帝、セネガルのサンゴール大統領は有名である。
なお、元仏領のセネガル、コートジボワール、コンゴ等は、ブラザビル・グループと呼ばれる第3のグループを、上記の 2 グループに先駆けて形成したが、アフリカの統合に向けたタイムラインを巡る動きは、2つの立場に収斂されていった。
ハイレセラシエ皇帝は、これら2つのグループをアディスアベバに招待し、仲介を行った。そして、この地に OAU が誕生することになる。最初の OAU 総会の開会演説で、皇帝は、「この統一の会合が1000年続くことを願う」と述べた。
時代は東西冷戦期。まだまだ多くの困難を抱えながら、アフリカは、独立への戦いと、その後の国造りで奮闘していた。やがてベルリンの壁が崩壊し、21世紀を迎え、アフリカは、新たな統合に向けて、大きく舵を取り始めた。そして、アフリカの問題はアフリカ自身で解決することを宣言し、OAU を発展改組する形で「アフリカ連合(African Union:AU)」が設立された。

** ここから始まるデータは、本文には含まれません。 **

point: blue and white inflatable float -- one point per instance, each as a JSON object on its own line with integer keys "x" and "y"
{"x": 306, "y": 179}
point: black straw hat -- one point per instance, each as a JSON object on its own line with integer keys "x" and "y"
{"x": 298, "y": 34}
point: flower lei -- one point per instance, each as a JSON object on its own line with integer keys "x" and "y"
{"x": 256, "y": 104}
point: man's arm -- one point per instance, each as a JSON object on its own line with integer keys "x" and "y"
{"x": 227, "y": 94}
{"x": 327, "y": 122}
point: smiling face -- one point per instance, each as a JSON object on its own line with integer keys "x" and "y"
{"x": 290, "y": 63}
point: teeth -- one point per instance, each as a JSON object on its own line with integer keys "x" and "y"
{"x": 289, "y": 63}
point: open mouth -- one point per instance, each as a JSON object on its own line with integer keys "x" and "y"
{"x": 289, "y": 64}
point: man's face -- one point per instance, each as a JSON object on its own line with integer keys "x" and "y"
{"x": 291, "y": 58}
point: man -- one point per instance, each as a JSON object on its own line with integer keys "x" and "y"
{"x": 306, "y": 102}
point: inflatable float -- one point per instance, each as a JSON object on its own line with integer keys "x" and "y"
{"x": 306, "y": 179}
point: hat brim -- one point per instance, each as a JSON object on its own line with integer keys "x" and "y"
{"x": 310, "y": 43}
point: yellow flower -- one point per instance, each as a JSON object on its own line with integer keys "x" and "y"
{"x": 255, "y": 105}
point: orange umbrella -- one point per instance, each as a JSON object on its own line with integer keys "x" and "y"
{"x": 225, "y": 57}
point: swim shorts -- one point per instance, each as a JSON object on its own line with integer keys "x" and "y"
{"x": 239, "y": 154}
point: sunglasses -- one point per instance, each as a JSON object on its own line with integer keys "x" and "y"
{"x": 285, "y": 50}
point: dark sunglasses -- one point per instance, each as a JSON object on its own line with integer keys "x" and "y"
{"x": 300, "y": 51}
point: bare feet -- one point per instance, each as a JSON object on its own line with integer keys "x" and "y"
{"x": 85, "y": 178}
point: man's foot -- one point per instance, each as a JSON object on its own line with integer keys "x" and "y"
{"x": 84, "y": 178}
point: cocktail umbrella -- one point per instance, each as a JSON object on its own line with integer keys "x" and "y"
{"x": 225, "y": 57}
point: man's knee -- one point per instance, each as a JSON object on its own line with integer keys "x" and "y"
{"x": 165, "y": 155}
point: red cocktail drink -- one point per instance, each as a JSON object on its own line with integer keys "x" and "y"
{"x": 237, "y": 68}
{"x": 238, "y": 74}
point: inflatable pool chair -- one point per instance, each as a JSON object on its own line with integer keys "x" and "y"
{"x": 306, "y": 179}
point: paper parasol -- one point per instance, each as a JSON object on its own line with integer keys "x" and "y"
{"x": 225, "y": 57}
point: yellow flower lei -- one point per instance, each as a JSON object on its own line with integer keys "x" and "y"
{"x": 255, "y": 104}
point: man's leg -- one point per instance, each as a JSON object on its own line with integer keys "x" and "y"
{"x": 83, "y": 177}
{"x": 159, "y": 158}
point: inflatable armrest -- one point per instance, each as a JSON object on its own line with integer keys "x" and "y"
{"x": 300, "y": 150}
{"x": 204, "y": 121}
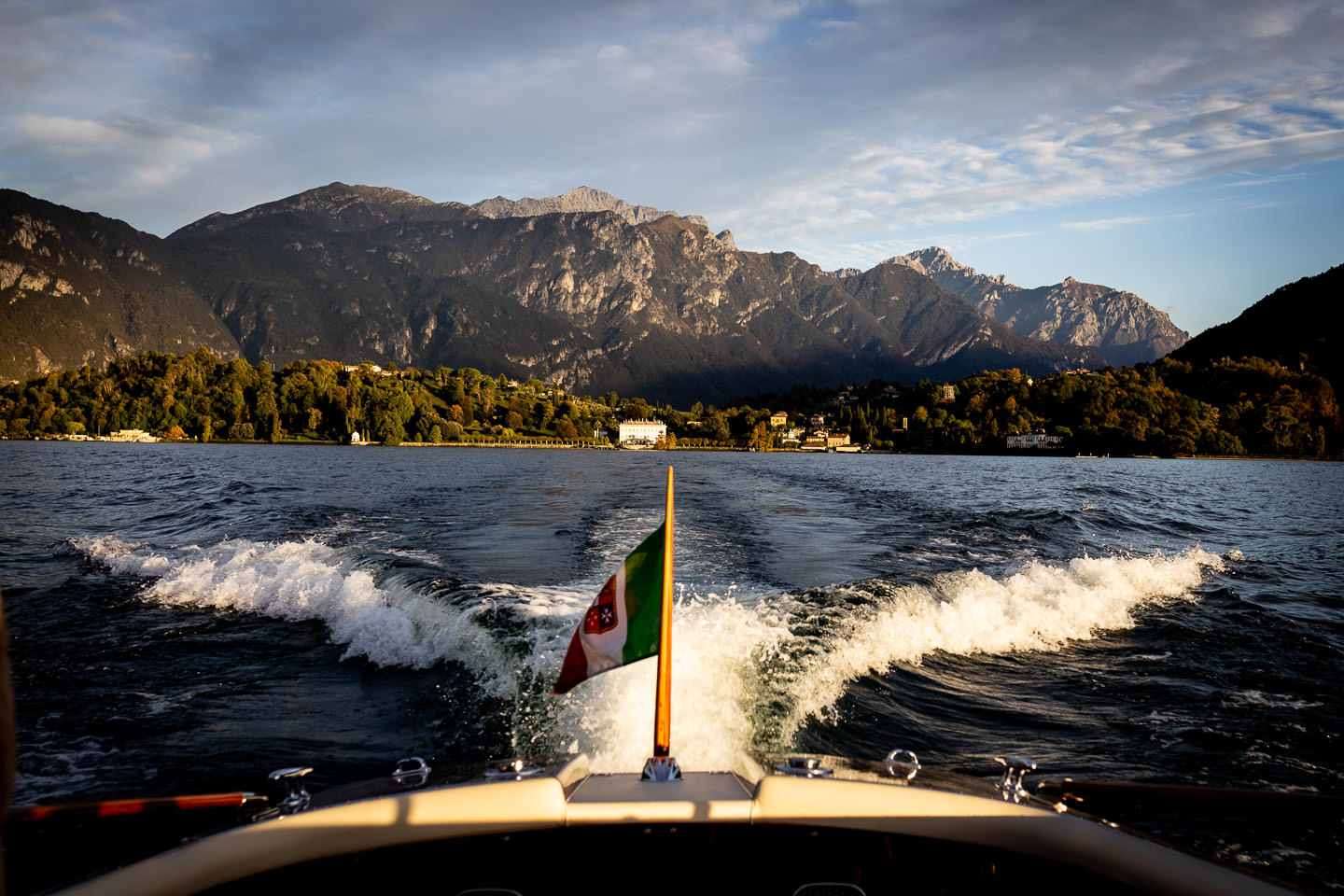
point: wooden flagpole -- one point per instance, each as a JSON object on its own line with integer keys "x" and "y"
{"x": 663, "y": 699}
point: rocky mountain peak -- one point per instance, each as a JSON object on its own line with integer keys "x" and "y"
{"x": 335, "y": 207}
{"x": 581, "y": 199}
{"x": 1121, "y": 326}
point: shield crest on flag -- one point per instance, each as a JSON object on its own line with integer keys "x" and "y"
{"x": 601, "y": 615}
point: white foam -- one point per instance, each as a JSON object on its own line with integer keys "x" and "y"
{"x": 751, "y": 664}
{"x": 296, "y": 581}
{"x": 1041, "y": 608}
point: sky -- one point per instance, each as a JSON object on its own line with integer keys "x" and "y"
{"x": 1187, "y": 150}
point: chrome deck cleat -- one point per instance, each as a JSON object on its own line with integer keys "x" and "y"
{"x": 1015, "y": 768}
{"x": 902, "y": 763}
{"x": 513, "y": 770}
{"x": 804, "y": 767}
{"x": 297, "y": 797}
{"x": 412, "y": 771}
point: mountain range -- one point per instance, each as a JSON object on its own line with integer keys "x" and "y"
{"x": 1120, "y": 326}
{"x": 583, "y": 290}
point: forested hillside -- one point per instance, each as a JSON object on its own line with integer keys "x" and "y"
{"x": 1172, "y": 407}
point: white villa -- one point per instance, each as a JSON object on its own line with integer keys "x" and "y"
{"x": 1034, "y": 440}
{"x": 641, "y": 433}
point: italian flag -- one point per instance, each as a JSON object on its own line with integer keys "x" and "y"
{"x": 625, "y": 620}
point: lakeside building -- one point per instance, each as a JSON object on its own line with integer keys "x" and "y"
{"x": 1036, "y": 440}
{"x": 641, "y": 433}
{"x": 129, "y": 436}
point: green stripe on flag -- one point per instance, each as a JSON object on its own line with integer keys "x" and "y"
{"x": 644, "y": 596}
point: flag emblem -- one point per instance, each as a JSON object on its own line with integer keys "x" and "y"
{"x": 623, "y": 623}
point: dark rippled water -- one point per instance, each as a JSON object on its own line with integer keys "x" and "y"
{"x": 186, "y": 618}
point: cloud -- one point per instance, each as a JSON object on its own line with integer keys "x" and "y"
{"x": 797, "y": 124}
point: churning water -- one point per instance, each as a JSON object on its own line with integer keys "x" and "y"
{"x": 186, "y": 618}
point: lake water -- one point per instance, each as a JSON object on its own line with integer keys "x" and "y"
{"x": 186, "y": 618}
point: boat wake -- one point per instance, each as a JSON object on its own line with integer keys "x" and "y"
{"x": 753, "y": 664}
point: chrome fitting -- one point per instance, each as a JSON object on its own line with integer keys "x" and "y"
{"x": 412, "y": 771}
{"x": 1015, "y": 768}
{"x": 902, "y": 763}
{"x": 297, "y": 797}
{"x": 804, "y": 767}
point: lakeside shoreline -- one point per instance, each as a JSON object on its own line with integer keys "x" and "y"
{"x": 698, "y": 448}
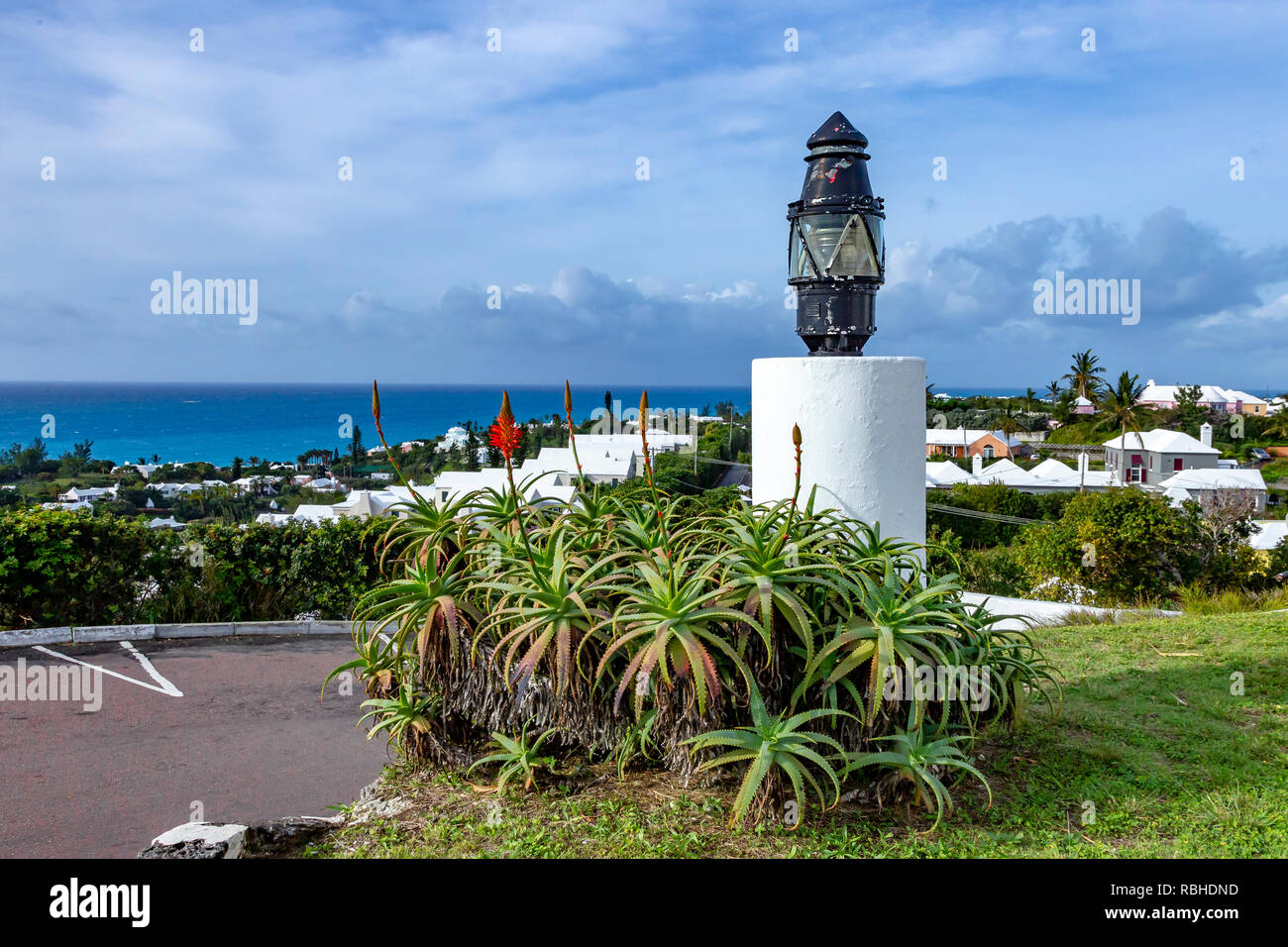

●アジェンダ2063と年間テーマ(次なる半世紀を見据えて)
OAU が誕生してから半世紀が経った2013年。AU は、今後50年で実現すべきアフリカ統合のための大計画「アジェンダ2063」を策定した。OAU 発足から100年後の2063年を見据えた長期計画書は、「7つの願望(Aspirations)」と
「15の旗艦プロジェクト」で構成される。
また、毎年1つのテーマを定め、その1年間、特に集中してテーマの課題に取り組むこととなった。2020年は「紛争停止」、21年は「芸術、文化、遺産」、そして22年は「栄養」が予定されている。
アジェンダ2063や年間テーマの内容については、別の機会に紹介させて頂く。

●AU 改革
AU は、設立後、様々な課題に対応し、アフリカの統合を進めてきた。その間、数多くの会議が開催され、多数の決議文書、政策ペーパー等が採択されてきた。しかしながら、スタッフの不足、能力向上の必要性、予算の自立性の欠如、加盟国の国内情勢等による困難もあり、AU の効果的な運営や政策の実施が十分にできていない。AU の機構改革が叫ばれ、試行錯誤が行われてきた。2021年2月の AU 総会(首脳級の最高意思決定機関)において、新たな AU 委員会(事務局)の機構改革が行われた。また、アフリカ大陸内貿易を促進するために、同年1月から大陸規模の自由貿易圏の運用が開始された。まだまだ困難は伴うが、AU は前を向いてアフリカの統合、そして繁栄を目指している。AU は、単に OAU から「O」を落としただけではない。

初代 AU 委員会の委員長を務めたコナレ元マリ大統領の言葉がアフリカの総意を表している。
「アフリカは、統合することで真価を発揮する。統合すれば、米国、欧州、アジアにも匹敵する力を持つ。誰からも打ち破られることはない。そのため、アフリカの分裂は絶対に避けなければならない。」
次回から、AU と聞いて、真っ先に、「アディスアベバにあるアフリカ連合」だと思って頂けたら大変嬉しい。

(AU代森本)

(本エッセイは、AU代表部員個人の見解を記したものであり、必ずしも当代表部または日本政府の立場を反映したものではありません。)